Slinger is also testing the waters of a marketing campaign geared towards summer holidays.
“We have dabbled in that, but haven’t found it as effective. Every year we’ve been tweaking this process and it’s getting better, so we’re focusing on getting that right.”
She doesn’t run a back-to-school campaign – but does promote it on social media.
“Parents don’t seem to respond to the back-to-school messaging. We might send an email, but there’s no sales campaign attached to it. We find the first three weeks of February, when kids are going back to school, are quiet. I don’t know if it’s because parents are transitioning into school or it’s all too much to get back into school,” Slinger says.
“We have social media accounts for both practices – although Acacia Ridge doesn’t have anyone following it yet. We use a combination of material Eyecare Plus supplies, as they have quarterly marketing campaigns and back-to-school is usually one of those – we will use those social media tiles. We also do a lot of window displays as part of our marketing,” Slinger says.

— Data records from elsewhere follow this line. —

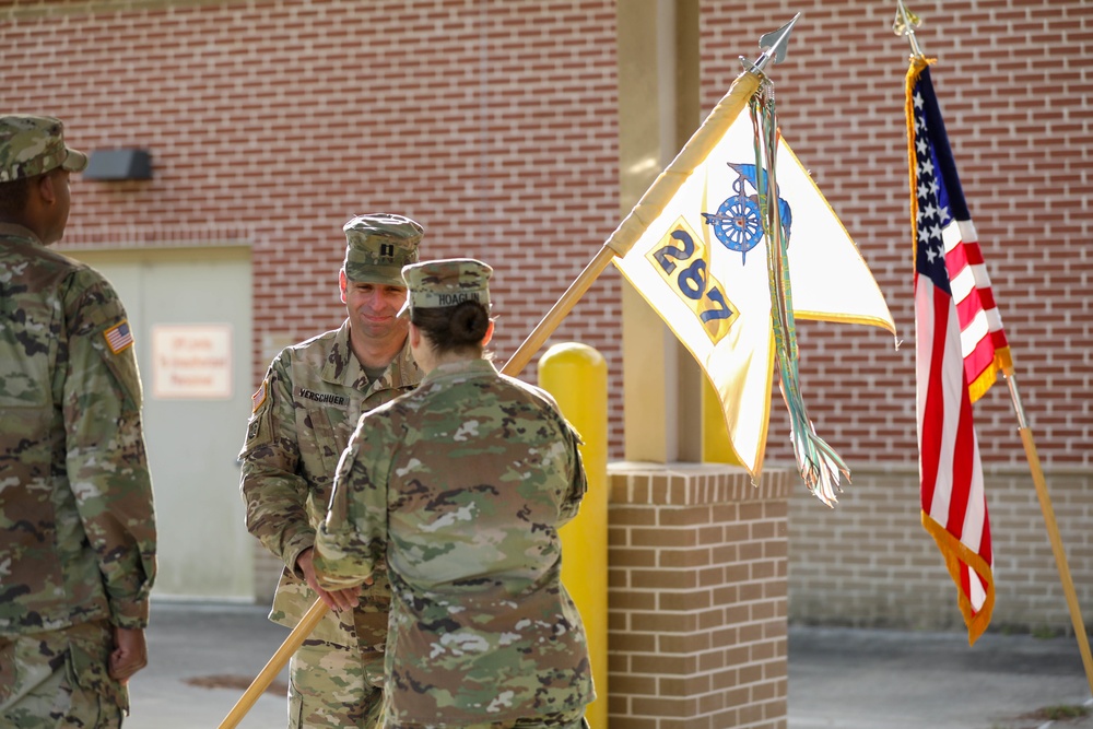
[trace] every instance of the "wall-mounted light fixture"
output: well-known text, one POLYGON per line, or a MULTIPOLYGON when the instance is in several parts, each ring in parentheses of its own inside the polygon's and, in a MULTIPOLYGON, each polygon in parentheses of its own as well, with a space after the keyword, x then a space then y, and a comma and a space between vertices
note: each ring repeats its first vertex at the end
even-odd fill
POLYGON ((152 179, 152 155, 148 150, 92 150, 84 179, 152 179))

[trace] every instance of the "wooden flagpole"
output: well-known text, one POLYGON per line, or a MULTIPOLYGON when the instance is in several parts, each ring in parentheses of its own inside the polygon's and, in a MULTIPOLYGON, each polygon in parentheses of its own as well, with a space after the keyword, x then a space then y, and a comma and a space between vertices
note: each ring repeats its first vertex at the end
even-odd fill
MULTIPOLYGON (((518 375, 536 352, 546 342, 554 330, 557 329, 562 320, 573 310, 580 297, 591 287, 597 278, 611 263, 615 256, 624 256, 634 246, 648 225, 663 211, 665 207, 679 191, 686 178, 694 172, 709 151, 720 141, 728 131, 732 122, 737 120, 740 111, 748 105, 749 99, 759 90, 763 81, 763 71, 773 60, 779 63, 786 57, 786 46, 789 42, 789 34, 794 30, 794 24, 801 16, 800 13, 773 33, 767 33, 760 37, 760 48, 764 48, 763 54, 750 63, 740 58, 744 63, 744 71, 740 73, 729 86, 728 93, 721 97, 714 110, 709 113, 702 126, 691 136, 683 149, 680 150, 672 163, 657 176, 653 185, 628 215, 619 224, 611 237, 597 251, 592 260, 585 267, 585 270, 566 289, 562 297, 551 307, 546 316, 531 330, 528 338, 520 344, 519 349, 509 357, 501 372, 505 375, 518 375)), ((292 630, 289 637, 284 639, 273 657, 270 658, 266 668, 255 677, 239 701, 221 722, 220 729, 234 729, 238 726, 243 717, 255 705, 262 692, 269 687, 273 678, 284 668, 289 658, 304 643, 315 626, 327 613, 326 603, 316 600, 307 610, 299 623, 292 630)))
POLYGON ((1085 634, 1085 622, 1082 620, 1081 608, 1078 605, 1074 581, 1070 577, 1067 552, 1062 548, 1062 539, 1059 537, 1059 525, 1055 521, 1055 508, 1051 506, 1051 497, 1047 493, 1047 481, 1044 479, 1044 470, 1039 465, 1039 455, 1036 452, 1036 443, 1032 437, 1032 428, 1025 420, 1024 405, 1021 403, 1021 395, 1018 392, 1016 379, 1012 373, 1003 372, 1002 375, 1010 386, 1010 399, 1013 401, 1013 410, 1018 415, 1018 432, 1021 433, 1021 443, 1024 444, 1025 457, 1029 459, 1029 469, 1032 471, 1032 480, 1036 485, 1036 497, 1039 499, 1039 510, 1044 514, 1047 538, 1051 542, 1051 553, 1055 554, 1055 566, 1059 571, 1062 593, 1067 598, 1067 608, 1070 610, 1070 623, 1074 627, 1074 636, 1078 638, 1078 650, 1082 655, 1082 665, 1085 667, 1085 681, 1090 685, 1090 693, 1093 693, 1093 656, 1090 655, 1090 640, 1085 634))
MULTIPOLYGON (((915 13, 907 10, 903 0, 896 0, 895 22, 892 30, 896 35, 902 35, 910 43, 912 55, 916 58, 925 59, 922 49, 915 38, 915 28, 921 24, 921 20, 915 13)), ((1067 599, 1067 608, 1070 610, 1070 623, 1074 628, 1074 636, 1078 638, 1078 650, 1082 655, 1082 665, 1085 667, 1085 681, 1090 685, 1090 693, 1093 693, 1093 656, 1090 655, 1089 636, 1085 633, 1085 622, 1082 620, 1081 608, 1078 605, 1078 595, 1074 592, 1074 581, 1070 577, 1070 567, 1067 564, 1067 552, 1062 548, 1062 539, 1059 536, 1059 526, 1055 520, 1055 508, 1051 506, 1051 497, 1047 493, 1047 481, 1044 479, 1044 469, 1041 468, 1039 455, 1036 452, 1036 442, 1033 439, 1032 428, 1025 419, 1024 405, 1021 403, 1021 395, 1018 392, 1018 381, 1012 371, 1002 371, 1010 387, 1010 399, 1013 401, 1013 411, 1018 416, 1018 432, 1021 434, 1021 443, 1024 444, 1025 458, 1029 460, 1029 469, 1032 471, 1032 480, 1036 486, 1036 497, 1039 499, 1039 510, 1044 515, 1044 525, 1047 528, 1047 538, 1051 542, 1051 552, 1055 554, 1055 566, 1059 571, 1059 580, 1062 583, 1062 593, 1067 599)))

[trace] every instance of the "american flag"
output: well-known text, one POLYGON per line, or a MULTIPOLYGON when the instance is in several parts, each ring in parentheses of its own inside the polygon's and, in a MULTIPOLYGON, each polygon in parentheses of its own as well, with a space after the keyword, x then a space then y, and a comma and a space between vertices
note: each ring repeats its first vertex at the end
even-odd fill
POLYGON ((1012 362, 930 62, 914 58, 907 72, 922 526, 941 549, 975 643, 990 622, 995 584, 972 403, 1012 362))
POLYGON ((132 330, 129 329, 128 321, 122 321, 119 325, 110 327, 104 332, 104 336, 106 337, 107 345, 109 345, 110 351, 115 354, 118 354, 133 343, 133 334, 132 330))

Creating a sense of urgency
For practice owners like Slinger, Eyecare Plus marketing manager Ms Isobel Bishop and marketing coordinator Ms Kimberly Paas create and coordinate a range of different marketing activities, in addition to the Eyecare Plus national campaigns.
“We generally try to provide end-to-end marketing support for our members. We work closely with them to ensure each practice’s marketing plan targets their specific patient demographic. That’s the benefit of being independent; we can help them individually on a local level,” Bishop says.
Bishop and Paas highlight that both the end-of-year ‘use it or lose it’ and back-to-school campaigns are time sensitive, and therefore approach them with that in mind.
“With the local ‘use it or lose it’ campaigns, our goal is to create a sense of urgency within the message of the campaign. That rolls out into the New Year as well, while everyone is on holidays and school holidays. We tap into that sense of needing to take action and then seamlessly flow into the back-to-school campaign,” Paas says.
“We’re definitely looking to create a sense of urgency for patients around the importance of their eye health – it’s not something to put off, particularly for young children and helping them with their education and returning to school. It’s also important we use key facts and statistics to help push that messaging,” Bishop explains.
In the first quarter of the year, Eyecare Plus national office provides a back-to-school campaign for practices that see many paediatric patients and there’s also a standard New Year campaign practices can implement – or both.
“We provide the messaging and digital assets and point-of-sale material for a quarterly campaign. Members can also request additional customised material that, for example, highlights key stats relevant to their patient base, or if they’re focusing on myopia in their patient demographic we can do that as well.”
Incentives like a time-sensitive voucher can help to create a sense of urgency, and maximise sales early on, before the busy retail rush in December, Bishop and Paas say.
“Our advice is to make sure that you have not just one or two marketing campaigns locked away in your calendar, but really try to prepare a year-long marketing strategy. An organised quarterly campaign will allow for a steady stream of patients rather than trying to deal with the rush of ‘use it or lose it,’ Bishop says.
“If you have marketing strategies in place year-round, then you’ll tend to see a more steady stream. What type of local quarterly campaign is very specific to individual practices. Some members focus on myopia or dry eye because that’s most relevant to their patient demographic. Otherwise, you can do something as simple as general eye health awareness. Nationally, we focused on specialty lenses in our last quarter.”
Bishop says practices can work with suppliers to create in-store sale events but that alone won’t sustain a practice year-round.
“You need to have some sort of backbone to your marketing strategy throughout each quarter and on top of that, include additional once-off in-store special sale events sales,” she says.